Behavioral economists have shown that making good choices is easy if you don’t have to act on them now. Hyperbolic discounting — the tendency to overvalue rewards now and undervalue them later.
Be faithful to your calendar; if it says I'm supposed to do something, I tend to do it. So, I look ahead to uncommitted blocks of time and plug in a commitment to focus on a particular task.
When I have long tasks to complete—ones that will require multiple work sessions—I’m careful to stop my work at a place that makes it easier (and more pleasant) for me to pick it back up later.
For example, if I am in a groove and have a story going that I am enjoying writing, I intentionally stop before I finish it so I can look forward to jumping back in.
Psychologist Roy Baumeister has shown that your motivation is a finite resource. I find this to be especially true in the grind of tasks that are hard to enjoy.
Think of yourself in third person. Rather than forcing Joseph into a writing death march on Monday, I focus on some amount of a task that would feel meaningful and satisfying to complete.
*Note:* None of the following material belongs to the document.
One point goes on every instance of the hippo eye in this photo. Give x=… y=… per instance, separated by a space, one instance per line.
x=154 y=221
Develop a habit of stopping and feeling the earned satisfaction from getting a block of work finished.
This creates new neural connections that associate productivity with pleasure rather than resentment.
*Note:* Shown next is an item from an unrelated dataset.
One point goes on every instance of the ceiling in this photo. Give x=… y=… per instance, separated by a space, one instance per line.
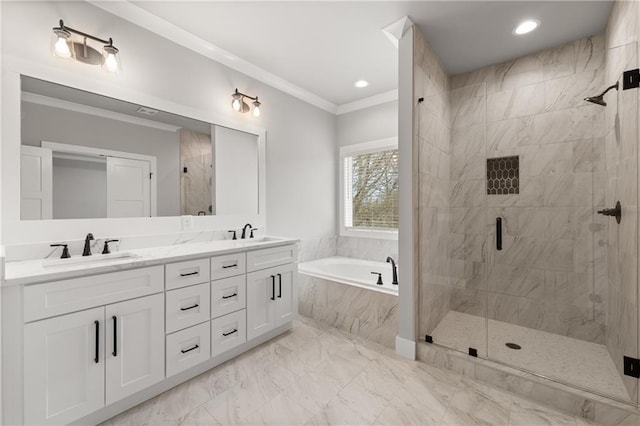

Upon entering a hotel room, I grab the free pad of paper on the desk and make a list of the five things I want to get done before dinner. Then I draw a little empty box next to each.
There is a satisfaction in ticking off the boxes, that motivates to get work done.
One of the reasons people lose their enthusiasm for being efficient and productive is that it can feel like a relentless grind—there’s always more to do
If I have a lot to get done, I’ll make some reasonable commitments to get things done but I also allow time for renewal before diving back into work
Also, treat yourself as you would a valued employee—give lots of praise and encouragement for the great stuff you get done.